Layered Unification of all the Hardware and Intelligence for Embedded Robotics

ARCO, FRET, and BOSSA are three independent projects that each solve a different layer of the robotic stack. LUTHIER is what connects them.

The integration problem is not trivial. Each layer has its own interfaces, its own validation cycle, and its own failure modes. LUTHIER owns the contracts between them: the data formats, the timing constraints, the fallback behavior when a layer fails to respond, and the end-to-end tests that verify the system behaves correctly as a whole.

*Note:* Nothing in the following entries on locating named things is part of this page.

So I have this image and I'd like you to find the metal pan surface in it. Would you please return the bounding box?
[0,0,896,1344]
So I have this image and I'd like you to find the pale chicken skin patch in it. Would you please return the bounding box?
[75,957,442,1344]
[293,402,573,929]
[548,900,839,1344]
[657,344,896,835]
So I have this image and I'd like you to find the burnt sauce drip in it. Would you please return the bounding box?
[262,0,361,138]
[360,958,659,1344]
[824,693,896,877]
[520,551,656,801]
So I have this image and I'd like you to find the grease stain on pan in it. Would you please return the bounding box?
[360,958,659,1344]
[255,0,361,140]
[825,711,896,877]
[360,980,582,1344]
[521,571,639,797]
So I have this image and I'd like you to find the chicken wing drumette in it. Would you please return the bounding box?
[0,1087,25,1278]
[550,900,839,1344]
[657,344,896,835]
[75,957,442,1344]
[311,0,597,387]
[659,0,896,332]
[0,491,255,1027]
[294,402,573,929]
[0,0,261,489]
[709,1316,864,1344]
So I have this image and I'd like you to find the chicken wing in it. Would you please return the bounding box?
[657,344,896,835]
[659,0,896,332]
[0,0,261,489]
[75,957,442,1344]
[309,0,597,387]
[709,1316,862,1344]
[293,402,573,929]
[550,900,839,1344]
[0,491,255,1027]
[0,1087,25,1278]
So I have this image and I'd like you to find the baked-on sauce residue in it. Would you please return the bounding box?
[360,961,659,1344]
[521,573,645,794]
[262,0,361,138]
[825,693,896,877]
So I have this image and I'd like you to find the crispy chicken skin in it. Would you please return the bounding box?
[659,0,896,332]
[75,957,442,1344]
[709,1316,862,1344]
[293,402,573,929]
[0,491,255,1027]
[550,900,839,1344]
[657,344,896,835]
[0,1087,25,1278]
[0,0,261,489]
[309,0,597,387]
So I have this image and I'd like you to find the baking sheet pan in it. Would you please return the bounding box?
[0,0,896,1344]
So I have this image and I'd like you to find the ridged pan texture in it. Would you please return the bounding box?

┌─────────────────────────────────────────┐
│  ARCO  │  Planning · Guidance · Mapping │  Python
├─────────────────────────────────────────┤
│  FRET  │  ROS 2 · URDF · IK · Control   │  Python / ROS 2 Jazzy
├─────────────────────────────────────────┤
│  BOSSA │  Daemon · HAL · Real-time IO   │  C++20 / ARM64
└─────────────────────────────────────────┘
                                             ↕ LUTHIER integration layer

Resources

Validation Strategy

LUTHIER follows a four-level SDLC that mirrors the architecture:

Level Scope When
Level 1 — Functional Full system, end-to-end behavior Release gates
Level 2 — Integration Cross-layer interfaces (ARCO↔FRET, FRET↔BOSSA) PR to main
Level 3 — Module / PR Changes within a single subproject PR to subproject
Level 4 — Unit / Commit Individual functions and classes Every commit

Levels 3 and 4 are enforced inside each subproject’s own CI. LUTHIER owns Levels 1 and 2.

Running the Stack

Three deployment targets, with increasing hardware involvement:

Simulation (SITL). All layers run in software. BOSSA in mock mode, FRET in Gazebo, ARCO generating trajectories. No hardware required.

Hardware-in-the-Loop (HITL). Real Raspberry Pi target, simulated environment. Validates the communication pipeline and real-time constraints before assembly.

Physical prototype. Full stack on physical hardware, from ARCO’s planner to BOSSA’s actuator outputs.